Le Nokia 2 est le nouveau smartphone d’entrée de gamme de Nokia, à un prix plancher : 99 euros. Pas d’écran OLED, pas d’intelligence artificielle, mais la promesse de deux jours d’autonomie. Mais dans quelles conditions ? Sa fiche technique ne rassure pas…


Ceci est un smartphone. Avec une grosse batterie.

Faut-il y voir une simple coïncidence ou une amusante synchronisation des montres ? HMD, en charge de la marque Nokia, annonce son Nokia 2 à 99 euros, le jour de la levée des embargos sur l’iPhone X. Oui, pour le prix de base de la neuvième merveille du monde d’Apple, 1 159 euros, vous pouvez vous payer 11 Nokia 2. Du coup, se croisent dans les flux d’actualité high-tech un des smartphones les plus chers de tous les temps et le plus abordable que l’on ait vu depuis longtemps en Europe.
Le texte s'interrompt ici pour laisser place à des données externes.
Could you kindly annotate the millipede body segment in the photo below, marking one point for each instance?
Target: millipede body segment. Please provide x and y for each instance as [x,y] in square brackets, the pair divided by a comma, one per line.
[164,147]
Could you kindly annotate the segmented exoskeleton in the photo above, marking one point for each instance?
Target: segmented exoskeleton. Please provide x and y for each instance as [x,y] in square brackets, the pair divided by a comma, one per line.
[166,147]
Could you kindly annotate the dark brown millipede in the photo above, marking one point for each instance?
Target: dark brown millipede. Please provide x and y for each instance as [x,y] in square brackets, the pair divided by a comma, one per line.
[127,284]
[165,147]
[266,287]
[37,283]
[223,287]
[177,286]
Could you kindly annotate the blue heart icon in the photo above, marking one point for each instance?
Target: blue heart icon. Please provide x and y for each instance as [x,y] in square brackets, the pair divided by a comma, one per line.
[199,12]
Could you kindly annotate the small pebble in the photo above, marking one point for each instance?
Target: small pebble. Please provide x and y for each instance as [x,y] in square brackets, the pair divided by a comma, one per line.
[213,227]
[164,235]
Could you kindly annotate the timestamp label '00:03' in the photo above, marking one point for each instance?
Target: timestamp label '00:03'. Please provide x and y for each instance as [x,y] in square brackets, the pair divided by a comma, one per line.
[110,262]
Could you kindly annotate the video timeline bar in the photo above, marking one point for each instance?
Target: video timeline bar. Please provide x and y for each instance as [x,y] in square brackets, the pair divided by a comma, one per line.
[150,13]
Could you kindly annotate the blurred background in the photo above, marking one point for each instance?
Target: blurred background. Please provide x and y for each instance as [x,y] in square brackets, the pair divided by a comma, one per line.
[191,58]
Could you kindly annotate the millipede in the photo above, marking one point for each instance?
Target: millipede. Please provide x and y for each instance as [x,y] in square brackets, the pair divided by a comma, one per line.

Mais ça n’est pas qu’une question de prix. Derrière, il y a surtout deux extrêmes. D’un côté le smartphone de luxe : une caméra 3D qui détecte votre visage parmi des millions ! Un écran bord à… presque bord à bord ! Une puce dédiée à l’intelligence artificielle ! Un design méticuleux, d’acier et de verre parfaitement usiné et (insérez votre blabla de Jony Ive dans un anglais apaisant et distingué).

De l’autre, Nokia présente un smartphone. Avec une grosse batterie. Qui tient deux jours complets. Pour 99 euros. Eh bien sur le papier au moins, il est aussi important ! L’innovation sur le haut de gamme, les écrans OLED qui épousent la totalité de la surface en verre (enfin presque), l’intelligence artificielle, c’est beau. OK, soit, on peut faire de superbes smartphones ultra performants en les vendant au prix d’un ordinateur portable de milieu de gamme.

Mais HMD vend la promesse d’une vraie entrée de gamme, sous la barre psychologique des 100 euros, avec une jolie petite réputation déjà, les premiers Nokia/HMD ayant fait plutôt bonne impression. Et tout miser sur l’autonomie est un choix intéressant qui parlera sans doute à de nombreux utilisateurs.

Malgré tout, ce Nokia 2 nous laisse quelque peu perplexes. En soi, on aimerait beaucoup que ce soit une réussite et un retour à cette époque pas si lointaine où Nokia, le vrai Nokia, occupait un segment à part sur l’entrée de gamme avec ses Lumia, et notamment le Lumia 520, un terminal certes faiblement équipé, mais en adéquation avec un OS, Windows Phone 8, qui cohabitait très bien de ces limitations, au point d’en faire un best seller notamment en France.

Android et Snapdragon 212 : un mariage risqué

Et c’est là que l’on se pose des questions. La fiche technique du Nokia 2 a été pensée pour une consommation minimum : un écran 5 pouces 720p, un processeur Qualcomm Snapdragon 212, 1 Go de mémoire vive et 8 Go de stockage interne, extensible via un slot Micro SD. Soit, mais le Nokia 2 exécute Android. Et franchement, si ces caractéristiques auraient été largement suffisantes pour un Windows Phone, on doute de leur pertinence sur l’OS de Google.

Certes, Nokia a le mérite de ne pas surcharger Android et de livrer une version « stock », avec en plus la promesse d’une mise à jour rapide vers Android 8.0 Oreo. Et à vrai dire, je crois que ça fait tellement longtemps que je n’ai pas vu un smartphone Android tourner sur un processeur Snapdragon de série 200, que je n’ai pas vraiment d’idée précise sur les performances finales de ce Nokia 2. Si ça se trouve, on sera agréablement surpris et j’en serais ravi : il est toujours appréciable d’avoir une référence de smartphone à conseiller à n’importe qui.

Et pourquoi pas un Nokia Mini ?

L’innovation sur l’entrée de gamme est tout aussi nécessaire que dans les hautes sphères du marché. Le Jelly, ce tout petit téléphone de 2,45 pouces financé par Kickstarter est une autre idée récemment lancée dans ce sens. Et je me demande justement s’il ne fallait pas aller encore plus loin dans la différenciation, notamment sur la taille de l’écran, alors qu’on manque toujours de « mini » de qualité. Le Nokia 2 va en tous cas susciter la curiosité, car ses qualités potentielles ne manquent pas non plus. Espérons qu’il y aura un produit réussi derrière le coup de comm.